And now this rare, this altogether improbable irony of teaching Aaron’s son the iron trade! of demonstrating to him the fallibility of steel! of sending him forth from New Damascus to sell iron rails against steel!

Did Gib relish the irony? gloat on it, perhaps? That may not be answered clearly. There was at any rate a strong rational motive in his behavior.

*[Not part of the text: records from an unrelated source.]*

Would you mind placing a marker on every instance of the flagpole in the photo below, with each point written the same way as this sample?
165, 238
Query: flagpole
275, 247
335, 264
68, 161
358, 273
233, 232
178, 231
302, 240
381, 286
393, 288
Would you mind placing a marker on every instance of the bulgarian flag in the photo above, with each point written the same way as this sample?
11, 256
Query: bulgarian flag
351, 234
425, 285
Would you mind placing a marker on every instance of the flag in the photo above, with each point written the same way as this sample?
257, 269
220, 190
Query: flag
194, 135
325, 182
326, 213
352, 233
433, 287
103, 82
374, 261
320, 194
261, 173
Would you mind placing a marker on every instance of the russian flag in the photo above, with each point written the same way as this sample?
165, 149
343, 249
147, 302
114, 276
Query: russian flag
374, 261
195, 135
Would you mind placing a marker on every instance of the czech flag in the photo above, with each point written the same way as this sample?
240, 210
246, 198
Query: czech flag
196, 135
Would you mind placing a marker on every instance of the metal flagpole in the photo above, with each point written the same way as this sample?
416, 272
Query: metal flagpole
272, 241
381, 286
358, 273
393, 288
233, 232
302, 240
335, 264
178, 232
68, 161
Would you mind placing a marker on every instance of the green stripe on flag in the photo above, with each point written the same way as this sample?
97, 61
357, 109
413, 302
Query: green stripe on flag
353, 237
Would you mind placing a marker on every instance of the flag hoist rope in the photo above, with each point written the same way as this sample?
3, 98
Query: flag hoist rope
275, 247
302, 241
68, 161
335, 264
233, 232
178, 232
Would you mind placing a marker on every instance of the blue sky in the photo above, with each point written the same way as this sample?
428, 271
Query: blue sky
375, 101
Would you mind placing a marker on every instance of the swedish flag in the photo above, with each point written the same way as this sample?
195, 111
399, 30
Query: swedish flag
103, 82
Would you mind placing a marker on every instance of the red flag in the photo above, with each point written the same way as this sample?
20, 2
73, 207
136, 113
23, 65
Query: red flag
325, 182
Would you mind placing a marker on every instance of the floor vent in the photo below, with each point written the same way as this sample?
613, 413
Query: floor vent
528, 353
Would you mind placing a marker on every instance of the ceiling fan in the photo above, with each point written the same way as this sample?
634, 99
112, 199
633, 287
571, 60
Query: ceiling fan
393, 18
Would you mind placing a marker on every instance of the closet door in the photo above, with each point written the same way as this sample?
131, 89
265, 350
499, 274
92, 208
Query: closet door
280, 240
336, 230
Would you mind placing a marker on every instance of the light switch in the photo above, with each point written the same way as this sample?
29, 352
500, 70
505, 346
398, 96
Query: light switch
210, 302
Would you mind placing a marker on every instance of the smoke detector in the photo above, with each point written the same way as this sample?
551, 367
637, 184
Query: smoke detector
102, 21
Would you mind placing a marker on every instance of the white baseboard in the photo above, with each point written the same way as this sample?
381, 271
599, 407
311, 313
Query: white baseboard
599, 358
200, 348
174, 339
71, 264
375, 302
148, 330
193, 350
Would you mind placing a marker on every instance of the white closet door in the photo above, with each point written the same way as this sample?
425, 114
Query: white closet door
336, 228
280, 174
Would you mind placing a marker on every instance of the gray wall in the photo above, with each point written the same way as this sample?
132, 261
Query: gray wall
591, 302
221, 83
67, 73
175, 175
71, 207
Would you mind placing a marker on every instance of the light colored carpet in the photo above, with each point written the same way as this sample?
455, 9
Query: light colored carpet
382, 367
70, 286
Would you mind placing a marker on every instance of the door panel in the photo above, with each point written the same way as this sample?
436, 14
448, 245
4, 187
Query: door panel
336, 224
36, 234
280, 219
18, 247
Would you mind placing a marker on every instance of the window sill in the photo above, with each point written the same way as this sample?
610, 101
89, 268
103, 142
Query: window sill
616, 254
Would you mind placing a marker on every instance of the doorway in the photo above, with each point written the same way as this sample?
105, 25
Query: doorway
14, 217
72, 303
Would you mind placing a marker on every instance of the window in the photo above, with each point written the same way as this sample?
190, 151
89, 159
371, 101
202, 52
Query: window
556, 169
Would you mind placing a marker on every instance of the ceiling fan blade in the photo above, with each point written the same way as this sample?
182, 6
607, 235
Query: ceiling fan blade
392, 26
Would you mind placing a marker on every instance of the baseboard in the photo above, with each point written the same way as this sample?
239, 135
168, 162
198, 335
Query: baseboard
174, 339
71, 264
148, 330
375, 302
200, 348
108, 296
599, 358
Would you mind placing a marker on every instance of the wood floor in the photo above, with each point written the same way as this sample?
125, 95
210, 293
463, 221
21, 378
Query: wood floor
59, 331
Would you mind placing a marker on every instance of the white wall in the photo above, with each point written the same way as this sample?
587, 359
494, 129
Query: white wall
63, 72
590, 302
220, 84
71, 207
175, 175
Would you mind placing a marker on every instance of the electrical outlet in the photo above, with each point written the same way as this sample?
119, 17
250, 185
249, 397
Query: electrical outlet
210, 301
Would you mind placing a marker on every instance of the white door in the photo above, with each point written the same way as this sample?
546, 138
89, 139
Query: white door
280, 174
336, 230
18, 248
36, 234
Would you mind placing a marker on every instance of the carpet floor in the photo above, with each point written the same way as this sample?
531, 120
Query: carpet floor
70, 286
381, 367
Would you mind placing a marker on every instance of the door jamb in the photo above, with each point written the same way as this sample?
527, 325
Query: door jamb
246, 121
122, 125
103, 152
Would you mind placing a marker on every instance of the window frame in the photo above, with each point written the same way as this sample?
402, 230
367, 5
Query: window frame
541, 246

Hitherto New Damascus rails had sold themselves. Therefore Gib had no sales department in his organization. Now steel rails were coming in and steel rails were being sold. There was a powerful selling campaign behind them. The competition was not yet alarming, but it was serious and likely to increase, and the way to meet it was to sell iron rails. Gib had business foresight. It revealed to him the use of salesmanship to meet a new condition. What he had been seeking was not then so quickly to be found. That was a selling genius. John Breakspeare was not the first young man he had personally conducted through the testing yard. Three had already failed him and he was wondering where he should look for another prospect when Aaron’s son appeared. Gib perceived or felt in him the latency of what he wanted. If the same young man had been anyone else he would have taken hold of him in precisely the same way. The fact of his being Aaron’s son—no Esther’s—was one to be set aside. The relationship was experimental, on the plane of business, and what might come of it—well, that would appear.

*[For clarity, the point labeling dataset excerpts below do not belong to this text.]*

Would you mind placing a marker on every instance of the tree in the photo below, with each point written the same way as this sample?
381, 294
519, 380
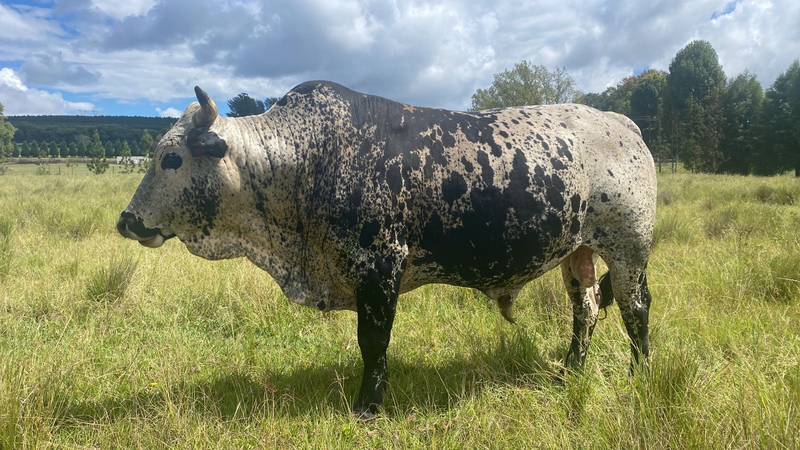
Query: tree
694, 94
6, 140
53, 150
127, 162
26, 150
647, 110
244, 105
146, 147
527, 84
97, 152
63, 150
268, 102
741, 107
781, 120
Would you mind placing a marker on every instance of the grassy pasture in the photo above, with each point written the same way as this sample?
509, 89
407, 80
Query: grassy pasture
106, 344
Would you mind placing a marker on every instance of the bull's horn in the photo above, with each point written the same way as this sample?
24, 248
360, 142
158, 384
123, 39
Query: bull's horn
208, 111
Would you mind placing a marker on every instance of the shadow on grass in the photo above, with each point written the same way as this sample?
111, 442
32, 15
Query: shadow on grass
415, 386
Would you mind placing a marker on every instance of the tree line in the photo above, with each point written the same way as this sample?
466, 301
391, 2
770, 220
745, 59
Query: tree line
81, 148
80, 128
690, 114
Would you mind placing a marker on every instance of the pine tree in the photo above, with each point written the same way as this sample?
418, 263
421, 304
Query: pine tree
6, 140
146, 147
97, 152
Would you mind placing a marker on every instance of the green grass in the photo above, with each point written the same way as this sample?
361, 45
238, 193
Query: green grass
106, 344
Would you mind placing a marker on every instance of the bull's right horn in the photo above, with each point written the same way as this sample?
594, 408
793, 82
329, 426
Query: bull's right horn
208, 111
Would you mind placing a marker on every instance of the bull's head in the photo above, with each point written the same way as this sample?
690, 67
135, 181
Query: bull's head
190, 173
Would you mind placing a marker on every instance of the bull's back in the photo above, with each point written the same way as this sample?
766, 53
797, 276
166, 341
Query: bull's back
509, 207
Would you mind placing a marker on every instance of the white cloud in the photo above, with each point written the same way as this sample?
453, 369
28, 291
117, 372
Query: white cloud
26, 24
119, 9
169, 112
434, 53
19, 99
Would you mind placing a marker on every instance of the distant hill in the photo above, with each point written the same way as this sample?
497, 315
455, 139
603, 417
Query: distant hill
68, 128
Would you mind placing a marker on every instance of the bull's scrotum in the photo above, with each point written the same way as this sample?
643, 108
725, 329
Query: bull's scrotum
349, 200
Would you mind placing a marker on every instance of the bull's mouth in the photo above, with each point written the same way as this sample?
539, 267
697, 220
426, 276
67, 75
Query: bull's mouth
156, 241
132, 227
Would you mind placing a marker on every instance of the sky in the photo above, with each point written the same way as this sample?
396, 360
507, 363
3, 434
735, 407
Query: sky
143, 57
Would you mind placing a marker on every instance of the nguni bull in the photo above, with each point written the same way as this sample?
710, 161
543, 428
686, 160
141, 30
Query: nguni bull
348, 200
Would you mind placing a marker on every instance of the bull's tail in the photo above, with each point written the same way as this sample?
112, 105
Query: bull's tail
606, 293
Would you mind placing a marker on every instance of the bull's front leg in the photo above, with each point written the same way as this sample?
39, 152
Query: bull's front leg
376, 302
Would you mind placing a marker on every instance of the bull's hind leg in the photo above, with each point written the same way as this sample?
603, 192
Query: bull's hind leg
376, 303
584, 305
629, 284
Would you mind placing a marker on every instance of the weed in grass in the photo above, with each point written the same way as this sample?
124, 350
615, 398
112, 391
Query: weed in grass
212, 355
85, 226
778, 195
110, 283
665, 198
12, 400
671, 227
6, 249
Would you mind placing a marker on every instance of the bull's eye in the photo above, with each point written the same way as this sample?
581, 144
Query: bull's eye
171, 161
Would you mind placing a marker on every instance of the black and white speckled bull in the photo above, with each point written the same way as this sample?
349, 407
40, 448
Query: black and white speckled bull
348, 200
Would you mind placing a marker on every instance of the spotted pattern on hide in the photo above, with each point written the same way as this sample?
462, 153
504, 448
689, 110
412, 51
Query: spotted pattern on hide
334, 192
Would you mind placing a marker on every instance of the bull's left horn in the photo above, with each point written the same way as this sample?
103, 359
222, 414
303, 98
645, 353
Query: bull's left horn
208, 111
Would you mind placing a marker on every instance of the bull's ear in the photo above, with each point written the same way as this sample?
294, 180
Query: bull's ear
202, 142
207, 113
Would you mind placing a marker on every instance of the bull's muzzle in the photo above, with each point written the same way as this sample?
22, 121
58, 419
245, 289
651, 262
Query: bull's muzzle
132, 227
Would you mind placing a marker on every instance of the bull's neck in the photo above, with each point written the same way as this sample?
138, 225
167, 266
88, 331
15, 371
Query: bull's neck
282, 152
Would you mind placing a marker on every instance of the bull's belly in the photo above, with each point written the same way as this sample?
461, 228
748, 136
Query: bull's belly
507, 265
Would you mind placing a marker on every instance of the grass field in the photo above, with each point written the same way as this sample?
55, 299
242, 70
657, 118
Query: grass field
106, 344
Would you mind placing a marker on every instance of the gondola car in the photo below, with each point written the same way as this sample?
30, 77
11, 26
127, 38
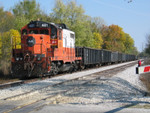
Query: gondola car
48, 48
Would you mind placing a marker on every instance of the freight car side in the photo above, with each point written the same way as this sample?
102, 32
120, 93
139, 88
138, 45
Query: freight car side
89, 56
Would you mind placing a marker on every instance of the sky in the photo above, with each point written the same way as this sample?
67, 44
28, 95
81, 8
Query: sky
133, 17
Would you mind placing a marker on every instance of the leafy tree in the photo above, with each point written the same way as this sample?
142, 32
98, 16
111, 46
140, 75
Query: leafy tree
25, 11
76, 20
129, 43
6, 20
98, 41
147, 49
27, 8
8, 40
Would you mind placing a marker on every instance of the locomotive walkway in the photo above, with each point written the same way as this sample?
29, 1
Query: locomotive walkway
90, 93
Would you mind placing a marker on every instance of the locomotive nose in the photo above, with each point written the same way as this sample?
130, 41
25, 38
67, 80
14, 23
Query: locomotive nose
30, 41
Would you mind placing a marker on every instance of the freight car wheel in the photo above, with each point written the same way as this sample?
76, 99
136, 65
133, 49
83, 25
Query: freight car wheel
54, 69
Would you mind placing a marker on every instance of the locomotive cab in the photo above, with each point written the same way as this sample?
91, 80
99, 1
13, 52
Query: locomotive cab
45, 48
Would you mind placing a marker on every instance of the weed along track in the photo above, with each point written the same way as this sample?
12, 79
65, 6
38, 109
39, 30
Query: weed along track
52, 93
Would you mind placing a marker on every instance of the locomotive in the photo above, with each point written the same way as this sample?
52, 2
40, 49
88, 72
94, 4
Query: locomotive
48, 48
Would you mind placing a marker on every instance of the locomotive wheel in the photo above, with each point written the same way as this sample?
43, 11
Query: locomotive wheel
54, 69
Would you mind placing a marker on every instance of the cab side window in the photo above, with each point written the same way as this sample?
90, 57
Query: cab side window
53, 32
24, 32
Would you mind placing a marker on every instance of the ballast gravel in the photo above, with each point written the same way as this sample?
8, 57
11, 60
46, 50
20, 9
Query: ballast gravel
122, 93
5, 93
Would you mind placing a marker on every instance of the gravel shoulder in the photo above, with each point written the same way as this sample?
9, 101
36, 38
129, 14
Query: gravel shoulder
121, 93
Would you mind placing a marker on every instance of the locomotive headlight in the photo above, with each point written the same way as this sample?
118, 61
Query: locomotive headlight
30, 41
38, 58
17, 59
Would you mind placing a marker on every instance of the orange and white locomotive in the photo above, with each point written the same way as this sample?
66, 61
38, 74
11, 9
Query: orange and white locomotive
46, 48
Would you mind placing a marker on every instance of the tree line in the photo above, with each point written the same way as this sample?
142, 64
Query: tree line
90, 31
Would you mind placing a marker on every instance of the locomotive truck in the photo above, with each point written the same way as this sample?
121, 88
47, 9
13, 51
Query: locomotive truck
48, 48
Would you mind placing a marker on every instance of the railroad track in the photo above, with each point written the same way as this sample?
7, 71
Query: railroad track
19, 82
49, 92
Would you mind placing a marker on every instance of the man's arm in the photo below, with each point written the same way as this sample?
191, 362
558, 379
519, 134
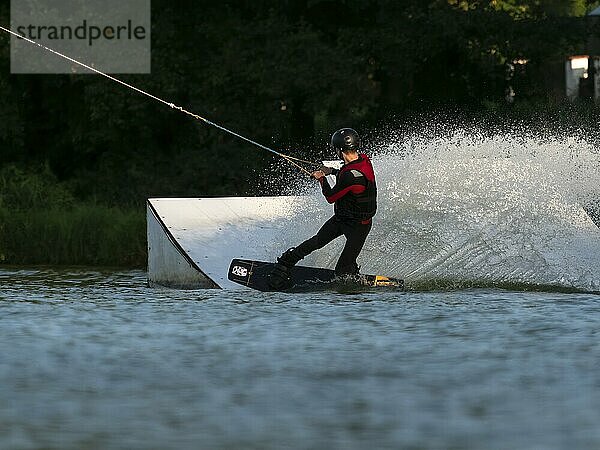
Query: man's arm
351, 181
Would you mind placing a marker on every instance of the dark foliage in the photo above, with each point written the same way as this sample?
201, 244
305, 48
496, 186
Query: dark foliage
285, 73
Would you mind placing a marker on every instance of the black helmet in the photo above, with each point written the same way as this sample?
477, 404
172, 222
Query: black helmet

On John’s part a personal sensibility at the beginning gradually wore away as he discovered the drift of events, which was this:

The star of iron was threatened in the first phase of its glory.

The day of steel was breaking.

It was not a brilliant event. It was like a cloudy dawn, unable to make a clean stroke between the light and the dark. Yet everyone had a sense of what was passing in this dimness.

Gib, whose disbelief in steel rested as much upon pain memories and hatred as upon reason, was a fanatic; but at the same time great numbers of men with no such romantic bias of mind were violently excited on one side or the other of a fighting dispute. Fate decided the issue. The consequences were such as become fate. They were tremendous, uncontrollable, unimaginable. They changed the face of civilization. Vertical cities, suburbs, subways, industrialism, the rise of a wilderness in two generations to be the paramount nation in the world, victory in the World War,—those were consequences.

It is to be explained.

Less than ten years after Aaron’s failure the great Bessemer process, a way of producing steel direct from ore, was successfully evolved in England, and the British now were producing steel, especially steel rails, in considerable quantities. Americans as usual were procrastinating, digressive, self-obstructing. The Bessemer patents were bought and brought to this country. A Kentucky iron master filed an interference on the ground that although he hadn’t developed it in practice he had had that same idea himself, and had had it first, and his contention was sustained. Several years were lost in wrangling over rights. Meanwhile, England entered the American market with steel rails. These now were competing with iron rails. When at last the Bessemer process began to be tried in this country the principle of perversity that animates the untamed elements bewitched it. Disappointments were so continuous, so humiliating, so extremely disastrous, that a period was when one would have thought the whole thing much more likely to be abandoned than persevered with. And when at length there was a useable product at all it was a poor and very uncertain product, comparing unfavorably with English steel, and how the English steel rails compared with good American iron rails has already been witnessed in Gib’s mill yard.